Pour un petit bonjour en passant, ce serait peut-être exagéré !
GERMAINE.
On ne dit pas un petit bonjour en passant à une copine de pension avec laquelle on a passé les dix meilleures années de sa vie.
CHRISTIANE.
Je ne voudrais pas ennuyer Madame Talmont.
GERMAINE.
Madame Talmont adore les visites.
CHRISTIANE.
Pas les visites de trois, quatre jours.
GERMAINE.
Avec ça !... Tiens, tu connais Mademoiselle Brignolet ? Tu l'as vue assez souvent chez nous à Paris...
CHRISTIANE.
Oui, oui...
GERMAINE.
Eh bien, nous l'attendons justement... Elle vient nous faire une visite... de... de plusieurs mois...
CHRISTIANE.
Non ?
GERMAINE.
Si, si...
CHRISTIANE.
Raison de plus pour que tu n'insistes pas : comme partenaire à la rigolade, Mademoiselle Brignolet n'offre par des horizons ensoleillés...
GERMAINE.
Raison de plus pour que j'insiste : si tu n'as pas une pierre à la place du coeur, tu ne me laisseras pas seule pour affronter ces horizons.
CHRISTIANE.
Ah bon !... S'il s'agit de se dévouer !...
GERMAINE.
Puisque je te le dis...
CHRISTIANE, faussement sérieuse.
Et... c'est payé, çà ?
GERMAINE.
Comment ?
CHRISTIANE.
Cette... place... de demoiselle de compagnie ?
GERMAINE, comprenant.
Ah !
Jouant le jeu.
On donne les deux repas, le petit déjeuner et la chambre.
CHRISTIANE.
C'est tout ?
GERMAINE.
Et le sourire de la patronne !
Riant et se précipitant au cou de Christiane.

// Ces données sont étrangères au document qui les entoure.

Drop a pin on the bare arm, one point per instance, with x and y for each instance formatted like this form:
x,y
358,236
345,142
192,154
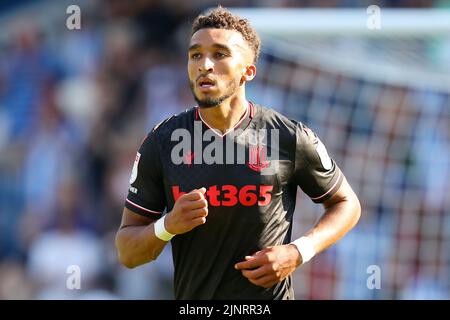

Je t'adore, tiens... Tu peux dire que tu ne changeras jamais, toi !
CHRISTIANE.
Et toi donc !
GERMAINE.
Alors, c'est entendu, tu restes ?
CHRISTIANE.
Il faudrait d'abord savoir ce qu'en pense Madame Talmont.
GERMAINE.
Tu me casses les oreilles avec Madame Talmont... Ma mère m'impose Mademoiselle Brignolet, c'est bien le moins qu'elle accepte une de mes amies !
CHRISTIANE.
C'est juste, il y a Mademoiselle Brignolet... Alors, vraiment non, çà n'est pas payé !
GERMAINE.
Ta voiture n'a que deux places ?
CHRISTIANE.
Hein ?
GERMAINE.
Je dis : ta voiture n'a que deux places ?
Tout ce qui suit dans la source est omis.